After the recession ends, a new and chilling reality will dawn in America: For thousands of unemployed workers in autos and steel and other basic industrial sectors, the recession isn’t going to end. Those workers will never be called back to the plant. Faced with this prospect, the United Auto Workers began a legislative counteroffensive, which has become the subject of pious clucking among high-minded policymakers. For many years, the UAW was the progressive pillar of organized labor, the one union that usually took the high road.
Now, it seems, the UAW is playing down and dirty with the cherished principle of free trade. The action centers around H.R. 5133, a bill the union drafted last winter that would effectively blunt the influx of Japanese imports by requiring that cars sold in America be substantially made in America. Broadly dismissed at the time as a raw and even dangerous lunge toward protectionism that could rapidly lead to trade wars with our allies, the UAW’s legislation was given little chance for more than embarrassment in Congress. A drastic remedy proposed by a union in desperate circumstances.
The embattled union set about doing what labor lobbyists do best —– prowling congressional offices for support. Reluctant representatives began receiving batches of letters from the rank and file back home. Local union leaders came to call. If a congressman still hesitated, he might hear from the UAW’s political money man, reminding him of past and future campaign contributions.
Week by week, as unemployment spread across the nation, more legislators put aside their private misgivings and signed on. H.R. 5133, as one sponsor put it privately, is “a crappy bill,” one he hopes he will never have to vote for; but he may be stuck now. By the end of June, H.R. 5133 had collected 217 cosponsors in the House, virtually a majority, and sixteen in the Senate. Senator Edward M. Kennedy, long faithful to free trade, signed on early, perhaps mindful that this is an important labor issue that will be remembered by the UAW in the presidential politics of 1984. On the other extreme, Representative Delbert Latta, a retrograde Republican from Bowling Green, Ohio, also became a sponsor. Latta has a lot of auto workers in his district.
If UAW lobbyists can steer past various legislative obstacles, they hope for a floor vote, at least in the House, before the November elections. In which case, respectable objections may wilt in the presence of political imperatives. Representative Fortney H. Stark Jr., a Democrat from Oakland, California, who signed up when a GM plant closed in nearby Fremont, laying off 2,500 workers, neatly described the options: “I have a very simple measure. I walk through my district and count all the Japanese industrial executives. Then I walk through again and count the American auto executives.
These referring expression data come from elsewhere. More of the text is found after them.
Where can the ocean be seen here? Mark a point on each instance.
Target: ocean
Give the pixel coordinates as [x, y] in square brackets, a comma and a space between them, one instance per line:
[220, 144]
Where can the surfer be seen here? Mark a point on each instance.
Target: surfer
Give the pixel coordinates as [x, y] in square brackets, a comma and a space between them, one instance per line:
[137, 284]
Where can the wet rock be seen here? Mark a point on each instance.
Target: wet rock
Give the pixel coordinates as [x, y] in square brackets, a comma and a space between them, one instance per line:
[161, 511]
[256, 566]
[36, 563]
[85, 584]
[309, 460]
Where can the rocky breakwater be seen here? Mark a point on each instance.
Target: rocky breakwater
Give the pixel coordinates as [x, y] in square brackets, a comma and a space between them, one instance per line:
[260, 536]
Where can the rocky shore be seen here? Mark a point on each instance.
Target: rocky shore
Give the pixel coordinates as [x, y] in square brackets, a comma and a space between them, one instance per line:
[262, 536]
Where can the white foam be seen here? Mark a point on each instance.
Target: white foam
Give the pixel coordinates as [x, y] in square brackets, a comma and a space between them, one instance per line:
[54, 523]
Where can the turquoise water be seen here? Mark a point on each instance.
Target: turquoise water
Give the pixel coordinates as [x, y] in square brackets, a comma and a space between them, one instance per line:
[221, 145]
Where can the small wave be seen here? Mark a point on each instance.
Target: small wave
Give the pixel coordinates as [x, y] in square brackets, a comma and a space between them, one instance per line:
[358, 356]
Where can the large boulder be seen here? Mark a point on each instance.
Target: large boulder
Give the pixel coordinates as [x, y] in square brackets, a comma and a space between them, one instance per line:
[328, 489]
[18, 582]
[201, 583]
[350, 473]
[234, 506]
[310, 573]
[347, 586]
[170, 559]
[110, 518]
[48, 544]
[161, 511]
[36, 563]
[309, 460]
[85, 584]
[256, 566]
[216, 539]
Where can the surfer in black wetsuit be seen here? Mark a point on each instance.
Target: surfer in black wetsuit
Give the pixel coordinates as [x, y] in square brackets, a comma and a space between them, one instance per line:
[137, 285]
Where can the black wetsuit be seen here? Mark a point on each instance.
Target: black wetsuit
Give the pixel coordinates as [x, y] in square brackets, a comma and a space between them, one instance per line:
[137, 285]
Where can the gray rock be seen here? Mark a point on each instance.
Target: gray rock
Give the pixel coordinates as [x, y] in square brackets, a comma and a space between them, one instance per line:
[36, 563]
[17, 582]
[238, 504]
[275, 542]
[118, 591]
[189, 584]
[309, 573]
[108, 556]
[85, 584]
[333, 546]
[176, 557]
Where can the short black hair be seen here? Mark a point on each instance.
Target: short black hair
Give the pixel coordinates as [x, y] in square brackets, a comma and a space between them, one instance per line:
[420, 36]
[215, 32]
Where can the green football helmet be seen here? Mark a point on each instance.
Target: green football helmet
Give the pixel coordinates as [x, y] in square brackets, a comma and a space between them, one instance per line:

Then I count the members of the UAW. This way, I have no trouble deciding how to vote.”
Like the other major industrial unions, the UAW is hemorrhaging and fighting for its own survival. And H.R. 5133 is an extreme measure. In broad terms, it would compel foreign and domestic auto makers to operate factories in this country and employ American workers if they wish to sell their cars here. The more cars they sell, the greater the demand for “domestic content” in parts and labor, rising to a requirement of ninety percent for the best-selling models. Obviously, this plays hell with the principle of unfettered international commerce that our government has espoused since World War II.
But H.R. 5133 is also the glimmer of a good idea. Certainly such drastic legislation will not be enacted without substantial softening, but it provides the opening wedge for a fundamental debate that cannot be avoided in the Eighties. Crudely stated, the bill forces the politicians to decide if America will simply stand by and play the good-natured wimp in the name of free trade while a major portion of our industrial base and hundreds of thousands of our best manufacturing jobs are lost to Japan and other countries that do not play fair themselves.
The governing ethos of free trade has dominated both political parties for a generation. Too bad about the auto workers and the steelworkers and the others, the free traders say with a shrug, but on balance, free trade is a good thing for all of us. The wounded labor unions counter with an angry no, maintaining that America is playing the patsy by following old rules that no longer apply to the new realities. While our markets are relatively open to imports and our major multinationals are free to make their own investment decisions, every other major industrial nation plays a different game, controlling and subsidizing capital investments, protecting their basic industrial sectors from foreign dominance in one way or another. If the U.S. doesn’t start to play tough, it is going to lose millions of jobs in this decade, including the best-paying factory jobs that have helped so many working-class families attain middle-class status. In time, as Americans understand the ruinous consequences of this, more and more are going to side with labor. If Democrats or Republicans do not respond, then the next George Wallace will.
Something must be done. The auto industry is in its thirty-ninth month of depression. Thirty major plants from California to New Jersey are closed. Approximately 250,000 auto workers have been laid off, and supplier firms, materials industries and dealerships have let go of twice that number. Right now, of course, the UAW bill provides the Democrats with an opportunity for election-year flimflam at the Republicans’ expense. If Reagan is forced to a veto, so much the better.